Preventing a Desired Dystopia: Reducing the Risk of AGI

On existential risk & The Precipice

Jun 16, 2023

I haven’t written here in a bit, but I did write this sucker for the Eon Essay Contest. Thought I may as well put it here; it’s about ways to prevent an existential catastrophe brought on by AGI.

Introduction

In The Precipice, Toby Ord warns of the possibility of a “desired dystopia.” One where humanity chooses to live in (or is content living in) an unrecoverable dystopian society, destroying our potential. He notes that a dystopian government could reshape our future without due consideration and process (the long reflection).

Ord also discusses the role of technology in sustaining such a dystopia, using it to surveil and indoctrinate global citizens, ensuring that the current state remains desired. This is the role Artificial General Intelligence (AGI) is best suited to play.

In recent years our path to AGI has become clearer, while protective policy lags behind. One of the most important technologies behind recent AI development, the transformer, was only introduced in 2017, in a paper entitled, “Attention Is All You Need.” The transformer enabled a more robust and context-aware encoding of language, and led to the explosion of Large Language Models (LLMs).

OpenAI (among others, including Anthropic, Microsoft, and Google) has recently gone further, pursuing the development of Generative Large Language Multi-Modal Models (GLLMMs or, simply, Gollems) that can encode, understand, and generate different types of ‘language’—text, images, sound, code, and more—all using the same underlying architecture.

Risk

This recent wave of development has also exposed gaping holes in our ability to differentiate AI- and human-generated content, and to safeguard our institutions against AI-powered subversion.

As the 2024 election cycle begins in the United States, presidential hopefuls and interest groups are using deepfake and image-generation technology in attack ads to get a leg up on the competition.^,, Aza Raskin and Tristan Harris present a theoretical method, called “AlphaPersuade,” to train a Gollem-class model to change minds more effectively than any human could. Thanks to this and other potential methods to leverage the power of Gollems, Raskin and Harris predict that “2024 will be the last human election.”

As AI becomes more intelligent, generalized, and integrated, it poses a greater risk as a tool to suppress or undercut dissent. AlphaPersuade is only a simple thought experiment, but it reveals the power of AI to indoctrinate humanity more effectively than ever before, and the rapid progress we’ve made in computer vision provides a strong basis for the near-future possibility of mass surveillance.

Mitigation

It is imperative that we regulate the use of AI in elections, governance, and discourse as soon as possible, and that we focus more funding and effort on aligning AGI to humanity’s interests.

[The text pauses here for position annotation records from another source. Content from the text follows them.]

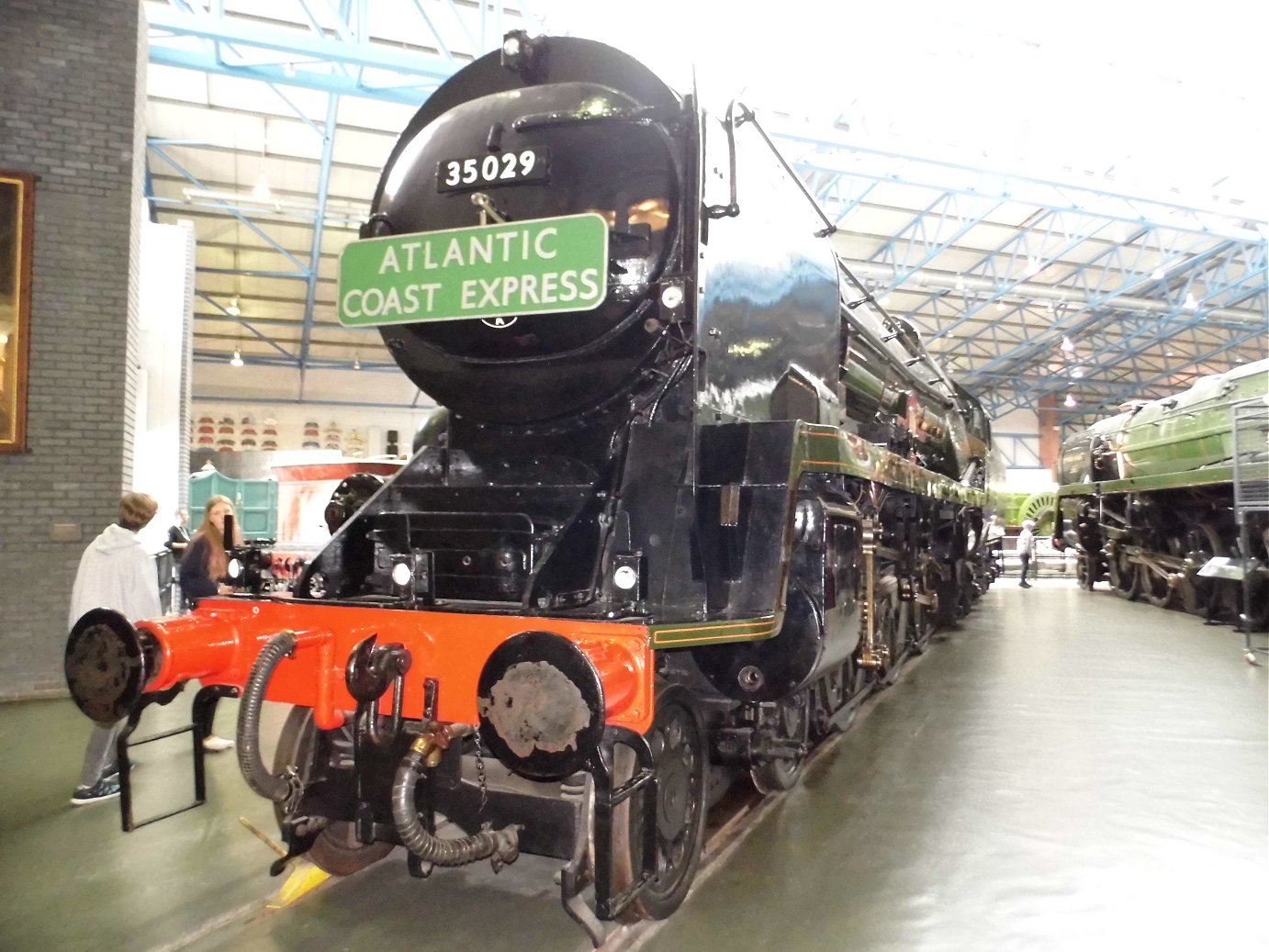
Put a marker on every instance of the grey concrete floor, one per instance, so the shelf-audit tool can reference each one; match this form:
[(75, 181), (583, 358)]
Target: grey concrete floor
[(1066, 772)]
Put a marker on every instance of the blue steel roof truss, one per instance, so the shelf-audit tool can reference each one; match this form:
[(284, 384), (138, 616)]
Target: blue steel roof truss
[(1142, 287)]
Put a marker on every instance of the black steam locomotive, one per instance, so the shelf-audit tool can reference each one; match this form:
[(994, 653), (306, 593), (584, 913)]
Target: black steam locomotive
[(697, 497)]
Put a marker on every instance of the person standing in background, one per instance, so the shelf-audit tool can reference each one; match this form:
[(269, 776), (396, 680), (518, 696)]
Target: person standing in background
[(201, 571), (178, 534), (1026, 549), (115, 571)]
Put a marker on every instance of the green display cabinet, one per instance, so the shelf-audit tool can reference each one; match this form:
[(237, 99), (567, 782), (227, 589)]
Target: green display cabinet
[(254, 500)]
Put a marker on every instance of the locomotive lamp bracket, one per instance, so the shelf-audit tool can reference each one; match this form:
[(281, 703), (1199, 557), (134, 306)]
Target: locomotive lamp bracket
[(522, 55), (411, 576)]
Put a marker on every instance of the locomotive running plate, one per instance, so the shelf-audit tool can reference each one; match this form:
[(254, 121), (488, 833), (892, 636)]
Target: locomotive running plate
[(492, 169)]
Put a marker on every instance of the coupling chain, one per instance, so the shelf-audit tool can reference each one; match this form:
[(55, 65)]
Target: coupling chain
[(480, 773)]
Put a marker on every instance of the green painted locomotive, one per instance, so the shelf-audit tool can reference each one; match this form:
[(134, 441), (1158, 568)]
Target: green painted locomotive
[(1169, 499)]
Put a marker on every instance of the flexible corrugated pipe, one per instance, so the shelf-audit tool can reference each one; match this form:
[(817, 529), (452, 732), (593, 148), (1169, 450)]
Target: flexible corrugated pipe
[(444, 852), (256, 775)]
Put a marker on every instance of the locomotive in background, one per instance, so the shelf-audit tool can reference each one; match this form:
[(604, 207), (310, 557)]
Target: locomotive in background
[(697, 497), (1169, 499)]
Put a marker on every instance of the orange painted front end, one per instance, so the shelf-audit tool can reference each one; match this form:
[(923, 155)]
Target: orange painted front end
[(219, 643)]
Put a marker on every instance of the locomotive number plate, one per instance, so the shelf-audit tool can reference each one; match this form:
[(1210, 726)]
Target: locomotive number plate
[(492, 169)]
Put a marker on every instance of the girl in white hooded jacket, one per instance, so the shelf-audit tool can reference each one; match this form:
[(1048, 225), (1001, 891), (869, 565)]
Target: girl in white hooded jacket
[(116, 571)]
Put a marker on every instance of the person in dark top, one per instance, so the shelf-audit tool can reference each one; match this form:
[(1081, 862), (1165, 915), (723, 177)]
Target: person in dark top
[(201, 571), (178, 536)]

We may soon reach a state where highly capable, super-intelligent AGI is under development, while our society is unprepared.

As a policymaker in this situation, my priority would be to align this intelligence before it becomes too widely accessible or integrated in society (with power systems, elections, etc.), ensuring its goal and reward structures are ethical to high standards. It would be secondarily important to regulate access to advanced models, restricting malicious actors’ ability to leverage their capabilities.

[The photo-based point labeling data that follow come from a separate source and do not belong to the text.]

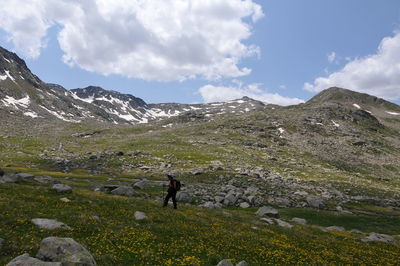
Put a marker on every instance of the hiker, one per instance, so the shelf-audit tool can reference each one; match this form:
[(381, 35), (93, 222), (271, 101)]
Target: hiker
[(172, 189)]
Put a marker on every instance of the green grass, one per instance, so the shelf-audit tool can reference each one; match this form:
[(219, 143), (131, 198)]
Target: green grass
[(188, 236)]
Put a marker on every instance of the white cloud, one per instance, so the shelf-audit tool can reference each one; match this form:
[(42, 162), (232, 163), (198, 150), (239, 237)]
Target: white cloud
[(149, 39), (377, 74), (211, 93), (331, 57)]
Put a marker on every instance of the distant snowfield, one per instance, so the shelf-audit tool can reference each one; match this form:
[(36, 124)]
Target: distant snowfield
[(392, 113)]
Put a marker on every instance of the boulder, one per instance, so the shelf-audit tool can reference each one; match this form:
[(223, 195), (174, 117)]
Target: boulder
[(65, 250), (300, 221), (25, 176), (140, 185), (26, 260), (140, 215), (244, 205), (46, 180), (283, 223), (268, 212), (375, 237), (225, 263), (49, 224), (124, 191), (315, 202), (335, 228), (61, 188), (183, 196)]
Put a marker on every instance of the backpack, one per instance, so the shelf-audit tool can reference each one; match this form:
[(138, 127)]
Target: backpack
[(178, 185)]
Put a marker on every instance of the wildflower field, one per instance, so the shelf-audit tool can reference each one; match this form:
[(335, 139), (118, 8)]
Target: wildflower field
[(188, 236)]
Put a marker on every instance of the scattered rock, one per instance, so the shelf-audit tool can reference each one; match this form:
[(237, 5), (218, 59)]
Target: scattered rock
[(61, 188), (267, 211), (65, 250), (335, 228), (315, 202), (140, 185), (283, 223), (140, 215), (49, 224), (25, 176), (66, 200), (46, 180), (183, 196), (27, 260), (225, 263), (375, 237), (300, 221), (124, 191), (244, 205)]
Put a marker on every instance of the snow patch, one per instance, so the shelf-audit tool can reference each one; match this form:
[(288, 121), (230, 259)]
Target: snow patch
[(335, 124), (31, 114), (10, 101), (392, 113)]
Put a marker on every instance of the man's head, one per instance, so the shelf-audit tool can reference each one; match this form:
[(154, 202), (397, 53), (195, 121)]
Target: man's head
[(170, 176)]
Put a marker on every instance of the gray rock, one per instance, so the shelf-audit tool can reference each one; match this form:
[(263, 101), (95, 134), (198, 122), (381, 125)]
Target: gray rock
[(65, 250), (61, 188), (26, 260), (183, 196), (124, 191), (25, 176), (225, 263), (49, 224), (335, 228), (10, 179), (300, 221), (267, 211), (283, 223), (140, 185), (375, 237), (267, 220), (46, 180), (244, 205), (140, 215), (315, 202)]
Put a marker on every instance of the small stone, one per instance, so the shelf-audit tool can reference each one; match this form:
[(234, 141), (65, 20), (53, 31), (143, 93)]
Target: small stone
[(27, 260), (49, 224), (140, 215), (375, 237), (335, 228), (61, 188), (267, 211), (225, 263), (300, 221), (65, 250), (66, 200)]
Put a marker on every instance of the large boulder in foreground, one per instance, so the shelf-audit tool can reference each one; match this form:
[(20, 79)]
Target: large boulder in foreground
[(26, 260), (49, 224), (267, 211), (65, 250)]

Ideally, I would create international policy and a governing body to regulate the use of AGI, and to ensure each instance is well-aligned. This body (perhaps called the International Artificial Intelligence Agency, or IAIA) would be created as an autonomous part of the UN, modeled after the IAEA (International Atomic Energy Agency). Just as access to nuclear weapons and radioactive materials are highly restricted, access to AGI should be. They share similarly destructive properties, and their unrestricted use would increase the risk of an existential catastrophe.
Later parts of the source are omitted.